En 2016, 180 000 migrants ont débarqué en Italie, dix fois plus qu'en 2010, et les problèmes d'intégration divisent toujours plus la société. Dans une de ses chansons les plus connues, Io non pago affitto («Je ne paye pas de loyer»), Bello Figo choisit d'asséner les idées reçues sur les immigrés comme des vérités. Les attaques les plus fréquentes concernent l'argent qu'ils reçoivent chaque jour pour vivre, et les frais de l'Etat pour les héberger. Le rappeur s'en amuse : «Dès notre arrivée, on a reçu des maisons et des supervoitures. Je dors dans un hôtel 5 étoiles parce que je suis beau et riche. J'ai choisi l'Italie, mais ici à 7 heures du matin on ne me donne jamais des lasagnes, juste du lait avec des céréales, et moi je n'aime pas ça.» Et conclut : «Allez les gars, on va à la gare voler des vélos !» Après le succès de ce morceau, en novembre 2016, il a écrit un texte pour soutenir la réforme de la Constitution proposée par le Parti démocrate : «Moi et mes amis nègres voterons pour Matteo Renzi qui nous a promis des belles meufs.»
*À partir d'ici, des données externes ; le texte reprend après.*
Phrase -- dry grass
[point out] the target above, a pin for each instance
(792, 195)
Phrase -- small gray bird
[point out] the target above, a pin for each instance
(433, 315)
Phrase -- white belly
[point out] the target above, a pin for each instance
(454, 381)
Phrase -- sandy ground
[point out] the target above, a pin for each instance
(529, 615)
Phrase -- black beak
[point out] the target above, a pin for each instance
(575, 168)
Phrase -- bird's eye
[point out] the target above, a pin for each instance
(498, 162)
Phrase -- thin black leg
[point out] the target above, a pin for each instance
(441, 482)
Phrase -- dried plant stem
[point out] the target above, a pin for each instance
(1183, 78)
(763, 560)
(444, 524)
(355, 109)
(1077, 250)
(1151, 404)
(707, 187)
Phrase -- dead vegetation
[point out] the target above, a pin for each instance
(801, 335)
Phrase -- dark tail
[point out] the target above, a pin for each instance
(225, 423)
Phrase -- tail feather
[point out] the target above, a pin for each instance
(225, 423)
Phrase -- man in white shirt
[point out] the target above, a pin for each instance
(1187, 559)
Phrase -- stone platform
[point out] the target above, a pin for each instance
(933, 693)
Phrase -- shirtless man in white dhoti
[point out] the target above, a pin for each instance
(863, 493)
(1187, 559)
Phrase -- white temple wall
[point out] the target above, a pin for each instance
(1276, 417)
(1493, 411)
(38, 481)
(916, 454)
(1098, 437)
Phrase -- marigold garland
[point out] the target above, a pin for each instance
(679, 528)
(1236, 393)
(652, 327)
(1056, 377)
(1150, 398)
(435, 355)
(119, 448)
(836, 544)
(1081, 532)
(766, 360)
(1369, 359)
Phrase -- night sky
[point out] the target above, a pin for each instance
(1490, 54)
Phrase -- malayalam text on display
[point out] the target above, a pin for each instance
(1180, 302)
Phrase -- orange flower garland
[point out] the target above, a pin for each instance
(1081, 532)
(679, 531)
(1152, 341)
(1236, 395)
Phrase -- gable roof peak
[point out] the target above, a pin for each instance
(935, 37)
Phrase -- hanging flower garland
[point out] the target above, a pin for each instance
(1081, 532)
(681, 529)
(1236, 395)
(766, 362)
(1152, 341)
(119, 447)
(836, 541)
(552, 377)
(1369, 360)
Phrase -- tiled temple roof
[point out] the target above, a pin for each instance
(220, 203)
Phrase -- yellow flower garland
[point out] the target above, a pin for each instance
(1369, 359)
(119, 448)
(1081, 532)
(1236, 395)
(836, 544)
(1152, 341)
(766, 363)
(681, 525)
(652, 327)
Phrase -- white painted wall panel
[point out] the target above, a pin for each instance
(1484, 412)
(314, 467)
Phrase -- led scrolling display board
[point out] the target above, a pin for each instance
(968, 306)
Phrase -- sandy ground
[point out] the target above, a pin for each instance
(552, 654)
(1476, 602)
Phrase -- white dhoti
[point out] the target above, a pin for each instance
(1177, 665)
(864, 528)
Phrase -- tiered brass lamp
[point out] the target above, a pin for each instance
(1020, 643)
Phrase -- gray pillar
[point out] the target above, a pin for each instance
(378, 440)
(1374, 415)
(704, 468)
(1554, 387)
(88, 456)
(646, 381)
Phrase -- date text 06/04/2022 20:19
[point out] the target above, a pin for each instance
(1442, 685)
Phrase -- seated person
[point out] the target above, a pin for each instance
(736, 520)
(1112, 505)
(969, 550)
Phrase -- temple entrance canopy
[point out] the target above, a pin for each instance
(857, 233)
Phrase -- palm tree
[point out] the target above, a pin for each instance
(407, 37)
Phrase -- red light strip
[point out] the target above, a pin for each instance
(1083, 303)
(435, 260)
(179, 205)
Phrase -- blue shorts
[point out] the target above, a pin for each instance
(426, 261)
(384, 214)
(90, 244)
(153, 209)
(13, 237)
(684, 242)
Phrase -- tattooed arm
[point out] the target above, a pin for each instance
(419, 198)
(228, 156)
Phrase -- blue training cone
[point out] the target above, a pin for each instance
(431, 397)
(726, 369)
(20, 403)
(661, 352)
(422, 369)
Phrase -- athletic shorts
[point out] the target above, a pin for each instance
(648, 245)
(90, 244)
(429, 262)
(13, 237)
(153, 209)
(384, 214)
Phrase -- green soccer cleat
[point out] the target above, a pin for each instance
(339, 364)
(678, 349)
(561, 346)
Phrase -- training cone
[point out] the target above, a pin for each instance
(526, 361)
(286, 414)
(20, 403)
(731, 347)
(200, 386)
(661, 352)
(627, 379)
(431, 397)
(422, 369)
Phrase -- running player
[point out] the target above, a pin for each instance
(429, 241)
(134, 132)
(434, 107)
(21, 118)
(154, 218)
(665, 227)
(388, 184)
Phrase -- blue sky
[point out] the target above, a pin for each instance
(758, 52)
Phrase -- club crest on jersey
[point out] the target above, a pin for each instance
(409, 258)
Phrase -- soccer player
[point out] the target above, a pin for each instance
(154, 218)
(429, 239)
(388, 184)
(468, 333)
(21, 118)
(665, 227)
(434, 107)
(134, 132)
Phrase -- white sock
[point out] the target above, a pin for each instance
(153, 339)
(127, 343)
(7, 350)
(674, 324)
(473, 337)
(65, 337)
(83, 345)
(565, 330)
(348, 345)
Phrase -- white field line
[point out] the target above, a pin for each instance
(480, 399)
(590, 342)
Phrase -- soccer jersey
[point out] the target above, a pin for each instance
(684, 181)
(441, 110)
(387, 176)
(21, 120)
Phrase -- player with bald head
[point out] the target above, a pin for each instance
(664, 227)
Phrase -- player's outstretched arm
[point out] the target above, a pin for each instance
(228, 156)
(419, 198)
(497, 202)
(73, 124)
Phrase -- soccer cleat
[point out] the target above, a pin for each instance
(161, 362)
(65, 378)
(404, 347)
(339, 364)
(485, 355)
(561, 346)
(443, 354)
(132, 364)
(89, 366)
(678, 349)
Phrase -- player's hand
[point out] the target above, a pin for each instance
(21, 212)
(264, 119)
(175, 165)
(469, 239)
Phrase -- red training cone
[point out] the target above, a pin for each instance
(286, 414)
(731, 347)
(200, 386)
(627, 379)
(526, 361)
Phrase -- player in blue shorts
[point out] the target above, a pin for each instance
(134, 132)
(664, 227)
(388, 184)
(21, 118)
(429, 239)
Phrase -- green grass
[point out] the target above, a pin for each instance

Cela a suffi pour créer la polémique sur la scène politique. Si la droite condamne ses chansons, la gauche a des difficultés à s’exprimer sur un sujet aussi délicat. Plusieurs attaquent aussi la vulgarité de ses compositions et l’emploi d’injures. Paul Yeboah agace rien que par sa présence. Mèche de couleur, il se présente sur scène ou face à la caméra habillé comme un rappeur américain, sans qu’on puisse jamais savoir s’il se moque d’eux ou s’il les admire. Bello Figo n’a jamais enregistré de disques, mais il a une liste fournie de vidéos sur sa chaîne YouTube. A ses débuts, en 2011, il se faisait appeler «Gucci boy», en référence à la marque. Qui n’a pas apprécié et lui a demandé de changer de nom dès qu’il est devenu plus connu. Le litige s’est réglé au tribunal.
«Un idiot qui se moque des Italiens»
Face aux attaques, il répond par le silence. Il n'aime pas parler aux journalistes et préfère s'adresser directement à ses fans sur les réseaux sociaux. Sa carrière a pris son envol après une invitation en décembre sur le plateau du programme télé Dalla vostra parte sur la chaîne numéro 4, au côté de la nièce de Benito Mussolini, Alessandra, eurodéputée d'extrême droite. Au cours du programme, elle a déclaré qu'il était «un idiot qui se moque des Italiens», et l'a exhorté à rentrer au Ghana. Bello Figo, qui chantait dans un de ses premiers titres qu'il était «beau comme Mussolini», n'a presque pas ouvert la bouche dans cette émission, ensuite vue des milliers de fois sur YouTube. Le rappeur, dans une rare interview, a expliqué qu'il chantait «pour faire de la provocation. J'essaye d'expliquer ma musique, mais à ceux qui refusent de m'écouter et qui m'attaquent seulement parce que je suis noir, je peux seulement leur souhaiter une bonne vie».